27.01.2020 – der Freitag- Kimia Shahverdi – In der „Süddeutschen“ erschien am 21. Januar einen Artikel der „Iran-Expertin“ Katajun Amirpur mit der Überschrift „Der persische Stolz“. Dort schreibt die Professorin für Islamwissenschaft am Orientalischen Seminar der Universität zu Köln über eine Zustandsbeschreibung der iranischen Gesellschaft im Zuge der iranischen Volksaufstände und dem Tod von Qassem Soleimani, dem Oberkommandeur der terroristischen Quds Force in den Revolutionsgarden (IRGC).

Begonnen wird der Artikel – nach einer kurzen Einführung – mit den „Heldentaten“ von Qassem Soleimani im Irak im Rahmen des Kampfes gegen IS. Dass diese islamistische Terrororganisation überhaupt nur entstand, weil sich die andere islamistische Terrororganisation der Revolutionsgarden – unter gnädigen Wegschauen der internationalen Gemeinschaft im Rahmen der Erpressung mit Kernwaffen und nach dem Rückzug der USA 2009 aus dem Irak – in der Region massiv ausbreitete, ist gleich der erste Fehler, der in diesem Artikel zu bemängeln ist.

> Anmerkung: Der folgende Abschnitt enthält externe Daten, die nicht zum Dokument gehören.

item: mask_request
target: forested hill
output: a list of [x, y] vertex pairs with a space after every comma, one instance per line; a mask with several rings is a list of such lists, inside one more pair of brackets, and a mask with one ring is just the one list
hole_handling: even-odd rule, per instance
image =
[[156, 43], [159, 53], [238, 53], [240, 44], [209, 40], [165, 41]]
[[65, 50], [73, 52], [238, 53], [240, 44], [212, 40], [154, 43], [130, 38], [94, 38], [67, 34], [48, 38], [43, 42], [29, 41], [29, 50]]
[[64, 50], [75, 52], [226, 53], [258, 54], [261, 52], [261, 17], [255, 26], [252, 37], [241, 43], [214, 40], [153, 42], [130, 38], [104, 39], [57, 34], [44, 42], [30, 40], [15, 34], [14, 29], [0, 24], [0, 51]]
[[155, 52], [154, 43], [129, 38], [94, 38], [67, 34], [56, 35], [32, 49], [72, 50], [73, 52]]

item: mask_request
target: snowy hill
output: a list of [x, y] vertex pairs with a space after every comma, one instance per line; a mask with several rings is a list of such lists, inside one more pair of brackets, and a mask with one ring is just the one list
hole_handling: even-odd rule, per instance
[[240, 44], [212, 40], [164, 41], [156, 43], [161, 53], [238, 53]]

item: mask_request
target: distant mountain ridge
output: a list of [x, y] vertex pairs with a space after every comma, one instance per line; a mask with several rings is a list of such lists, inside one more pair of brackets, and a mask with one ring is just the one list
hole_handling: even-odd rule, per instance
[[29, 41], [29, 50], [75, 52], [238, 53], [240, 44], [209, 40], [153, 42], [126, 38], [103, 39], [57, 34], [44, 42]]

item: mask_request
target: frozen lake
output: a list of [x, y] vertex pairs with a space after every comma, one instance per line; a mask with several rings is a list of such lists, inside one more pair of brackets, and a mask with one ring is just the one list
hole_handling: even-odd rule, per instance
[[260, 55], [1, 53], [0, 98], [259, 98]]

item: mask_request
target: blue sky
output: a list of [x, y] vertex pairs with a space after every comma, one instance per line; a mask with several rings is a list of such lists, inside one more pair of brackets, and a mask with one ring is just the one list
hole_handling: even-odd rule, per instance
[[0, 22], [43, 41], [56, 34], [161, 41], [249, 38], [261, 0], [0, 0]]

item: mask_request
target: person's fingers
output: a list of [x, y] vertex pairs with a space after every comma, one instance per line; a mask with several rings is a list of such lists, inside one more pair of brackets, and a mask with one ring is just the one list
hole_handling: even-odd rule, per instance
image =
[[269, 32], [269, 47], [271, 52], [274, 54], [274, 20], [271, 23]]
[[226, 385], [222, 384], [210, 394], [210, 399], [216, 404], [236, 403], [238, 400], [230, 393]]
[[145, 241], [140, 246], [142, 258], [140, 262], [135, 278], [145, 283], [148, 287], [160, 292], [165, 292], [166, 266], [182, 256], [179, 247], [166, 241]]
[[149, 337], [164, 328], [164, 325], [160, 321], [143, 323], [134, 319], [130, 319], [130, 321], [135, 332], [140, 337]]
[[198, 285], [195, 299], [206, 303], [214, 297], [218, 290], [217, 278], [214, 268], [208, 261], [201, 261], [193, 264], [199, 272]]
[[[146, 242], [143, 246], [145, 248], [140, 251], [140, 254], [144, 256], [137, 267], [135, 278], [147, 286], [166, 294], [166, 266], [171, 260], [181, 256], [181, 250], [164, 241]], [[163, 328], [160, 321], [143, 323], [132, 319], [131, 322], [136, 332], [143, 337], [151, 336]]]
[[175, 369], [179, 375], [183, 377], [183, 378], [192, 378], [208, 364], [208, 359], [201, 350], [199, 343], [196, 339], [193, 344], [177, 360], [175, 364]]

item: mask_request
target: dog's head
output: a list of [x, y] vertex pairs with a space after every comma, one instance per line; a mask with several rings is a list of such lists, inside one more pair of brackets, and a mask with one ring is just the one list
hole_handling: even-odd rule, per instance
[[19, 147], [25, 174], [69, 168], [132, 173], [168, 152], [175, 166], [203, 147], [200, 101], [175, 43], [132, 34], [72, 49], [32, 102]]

Soleimani hat nicht „heldenhaft“ für die „Befreiung“ des Irak durch IS gekämpft. Er hat vor allem unter anderem in der al-Anbar Region in Falludschah und anderen Städten des Bezirkes ethnische Säuberungen an der sunnitischen Zivilbevölkerung vornehmen lassen. Soleimani‘s Quds Force sind auch an Verbrechen gegen die Menschlichkeit in Syrien beteiligt gewesen und sie ließen auf Wunsch der Regierungen die Demonstranten im Irak und Iran zusammen schießen. Solch einen Verbrecher gegen die Menschlichkeit, der zudem für die Ermordung tausender irakischer Intelektuelle und hunderter US Soldaten verantwortlich war, als Helden zu titulieren, ist einfach nur eine Verklärung der Tatsachen und sie verdrängt auch, dass im Iran bereits seit Monaten zahlreiche Poster von Soleimani und seinem Meister Khamenei herunter gerissen und verbrannt wurden.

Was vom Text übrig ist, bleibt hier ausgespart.